People are treating these drugs like a typical appetite suppressant they can start and stop and restart when they regain weight. You need to get on, and plan to stay on at a maintenance dose. There are tons of health benefits to doing so that have nothing to do with weight loss, but that's not widely understood.
 
if you stumble on that doc id appreciate the link buddy. i have been under the impression this whole time that the weekly inject and the spike/valley profile for the drug was necessary. Not because the docs think more injects are less attainable by patients. this stuff is prescribed to diabetics so they typically inject more than once a week already.
 
if you stumble on that doc id appreciate the link buddy. i have been under the impression this whole time that the weekly inject and the spike/valley profile for the drug was necessary. Not because the docs think more injects are less attainable by patients. this stuff is prescribed to diabetics so they typically inject more than once a week already.

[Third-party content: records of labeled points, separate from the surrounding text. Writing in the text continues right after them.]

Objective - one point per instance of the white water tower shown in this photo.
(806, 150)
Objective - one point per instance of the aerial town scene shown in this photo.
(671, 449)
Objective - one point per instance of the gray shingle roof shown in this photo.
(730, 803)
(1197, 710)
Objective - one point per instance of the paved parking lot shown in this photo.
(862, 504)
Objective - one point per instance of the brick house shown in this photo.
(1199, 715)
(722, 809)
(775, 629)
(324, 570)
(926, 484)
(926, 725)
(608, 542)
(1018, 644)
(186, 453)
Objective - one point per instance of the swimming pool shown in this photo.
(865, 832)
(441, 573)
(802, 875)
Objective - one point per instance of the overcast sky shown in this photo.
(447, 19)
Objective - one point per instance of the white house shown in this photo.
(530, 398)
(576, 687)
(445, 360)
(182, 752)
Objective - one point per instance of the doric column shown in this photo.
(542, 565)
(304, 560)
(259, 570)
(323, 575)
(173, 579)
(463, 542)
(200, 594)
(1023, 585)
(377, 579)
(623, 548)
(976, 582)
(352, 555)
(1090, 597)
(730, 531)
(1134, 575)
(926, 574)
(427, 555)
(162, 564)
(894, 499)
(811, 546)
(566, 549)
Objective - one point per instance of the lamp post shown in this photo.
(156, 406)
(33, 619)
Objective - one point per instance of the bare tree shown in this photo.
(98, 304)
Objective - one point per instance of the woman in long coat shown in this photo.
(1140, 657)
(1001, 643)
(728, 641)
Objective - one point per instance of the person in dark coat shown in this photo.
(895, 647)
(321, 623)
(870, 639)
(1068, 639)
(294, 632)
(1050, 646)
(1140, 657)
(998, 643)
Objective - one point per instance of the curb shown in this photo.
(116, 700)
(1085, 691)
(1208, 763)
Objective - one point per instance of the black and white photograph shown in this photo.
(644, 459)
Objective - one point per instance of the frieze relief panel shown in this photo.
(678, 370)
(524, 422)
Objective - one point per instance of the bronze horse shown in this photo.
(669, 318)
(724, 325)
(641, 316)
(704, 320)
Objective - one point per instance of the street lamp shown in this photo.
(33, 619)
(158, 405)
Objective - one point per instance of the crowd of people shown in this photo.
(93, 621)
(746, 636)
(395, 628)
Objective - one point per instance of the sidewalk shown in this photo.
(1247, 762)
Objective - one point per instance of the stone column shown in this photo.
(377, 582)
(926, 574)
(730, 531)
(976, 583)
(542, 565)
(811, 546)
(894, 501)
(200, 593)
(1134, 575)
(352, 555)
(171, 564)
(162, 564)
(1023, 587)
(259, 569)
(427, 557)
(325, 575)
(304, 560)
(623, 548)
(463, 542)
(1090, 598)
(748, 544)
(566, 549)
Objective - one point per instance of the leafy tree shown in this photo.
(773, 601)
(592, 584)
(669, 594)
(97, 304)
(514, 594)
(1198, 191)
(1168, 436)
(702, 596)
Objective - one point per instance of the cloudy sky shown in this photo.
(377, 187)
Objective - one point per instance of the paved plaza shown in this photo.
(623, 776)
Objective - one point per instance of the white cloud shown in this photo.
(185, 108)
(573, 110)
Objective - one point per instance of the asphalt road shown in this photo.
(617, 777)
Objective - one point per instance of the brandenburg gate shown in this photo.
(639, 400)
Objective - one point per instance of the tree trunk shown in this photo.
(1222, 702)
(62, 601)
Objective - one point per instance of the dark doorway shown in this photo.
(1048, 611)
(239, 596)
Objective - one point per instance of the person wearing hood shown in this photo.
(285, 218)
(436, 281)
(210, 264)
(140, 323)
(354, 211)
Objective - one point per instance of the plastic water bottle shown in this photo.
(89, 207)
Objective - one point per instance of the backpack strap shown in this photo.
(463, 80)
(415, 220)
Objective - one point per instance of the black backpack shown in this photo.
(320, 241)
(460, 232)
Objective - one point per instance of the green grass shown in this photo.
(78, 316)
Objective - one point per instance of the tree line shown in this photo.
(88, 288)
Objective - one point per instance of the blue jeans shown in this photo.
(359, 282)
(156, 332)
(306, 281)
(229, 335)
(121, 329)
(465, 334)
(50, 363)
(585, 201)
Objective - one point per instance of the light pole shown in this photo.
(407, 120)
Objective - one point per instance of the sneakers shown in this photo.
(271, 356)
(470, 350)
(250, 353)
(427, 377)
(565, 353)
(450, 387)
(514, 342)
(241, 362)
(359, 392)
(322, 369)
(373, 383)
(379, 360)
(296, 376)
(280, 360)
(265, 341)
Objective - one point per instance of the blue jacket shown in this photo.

Good point, as most transition from insulin if there was a clinical advantage to multiple injections a week, that would've been no obstacle for that population.

And in my experience and those I've gotten on Sema, overlapping spikes from multiple doses lead to worse side effects and possibly lessening the effect on days below those spikes.

I've been telling people if they feel nothing on the starter dose, do not "top up" midweek. That often goes badly, Wait until the normal injection day to increase. .50 + .50 same week does not equal 1mg, it's more like jumping to 2mg at the peak, long enough to be bent over the toilet for a rough ride.